Figure 9. — HK-2 cells were treated with vehicle (DMSO) or 100 nM Liproxstatin-2 for 12 h and then cultured with 5% normal control serum or serum from patients with class IV lupus nephritis. In some experiments Liproxstatin-2 was added 1 or 4 h after addition of the serum. All studies were terminated 24 h after serum addition. Compared to control serum, lupus nephritis serum induced a significant increase in gene expression of *HMOX-1*, *NQO1* (A-B) (Oxidative Stress), and *ACSL4*, *GPX4* and *AIFM2* (C-E) (Ferroptosis), *IL-6* (Inflammation) (F) and *NGAL* (injury) (G). All these pathological parameters were significantly reduced by Liproxstatin-2 pretreatment or by adding it 1 hr after serum exposure. Lipoxstatin-2 did not have any benefit when added 4 h after exposure to lupus nephritis serum. Data was analyzed using 2-way ANOVA with Tukey`s multiple comparison test. Only significant values are showed for comparison. Each dot represents an individual donor.
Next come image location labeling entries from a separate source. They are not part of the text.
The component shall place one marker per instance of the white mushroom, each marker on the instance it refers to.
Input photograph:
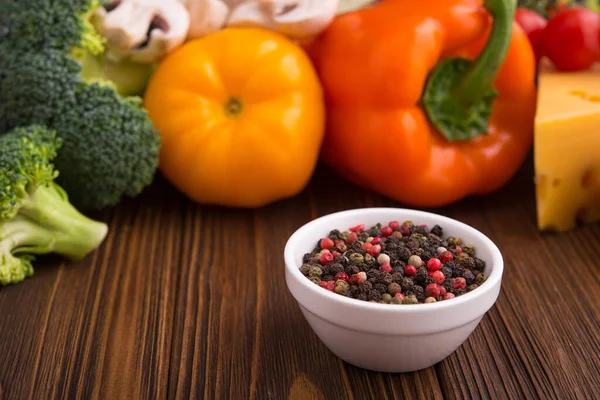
(206, 16)
(298, 19)
(143, 30)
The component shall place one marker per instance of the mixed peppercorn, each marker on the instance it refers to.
(399, 263)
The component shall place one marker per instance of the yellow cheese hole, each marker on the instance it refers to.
(555, 182)
(587, 179)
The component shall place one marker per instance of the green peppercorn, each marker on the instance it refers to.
(454, 241)
(479, 279)
(342, 287)
(356, 259)
(462, 259)
(415, 261)
(394, 288)
(469, 249)
(305, 268)
(419, 237)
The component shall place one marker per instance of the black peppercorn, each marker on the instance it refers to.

Data is presented as mean. *P < 0.05, **P < 0.001, *** < 0.0001.

4. Discussion

The present study highlights renal tubular ferroptosis as a pathological feature in both human and murine lupus nephritis, thus identifying a novel druggable target to treat a disease still managed mainly by immunosuppression. Additionally, we highlight the importance of iron sequestration and tubular ferroptosis and injury in primary glomerulonephritis and demonstrate. Furthermore, lupus nephritis serum components activate the iron uptake program and inhibit transcription of cystine uptake protein to potentially sensitize human PTEC to ferroptosis which can be reversed by a new generation ferroptosis inhibitor, Liproxstatin-2. These are new findings in the field. In this study we compared non nephritic and nephritic MRL/lpr mice instead of age matched MRL/Mpj mice which have the same genetic background without FAS-deficiency as they exhibit mild autoimmune manifestations including renal immune complex deposits and Sjogren syndrome [47–49] which can perturb their iron metabolism.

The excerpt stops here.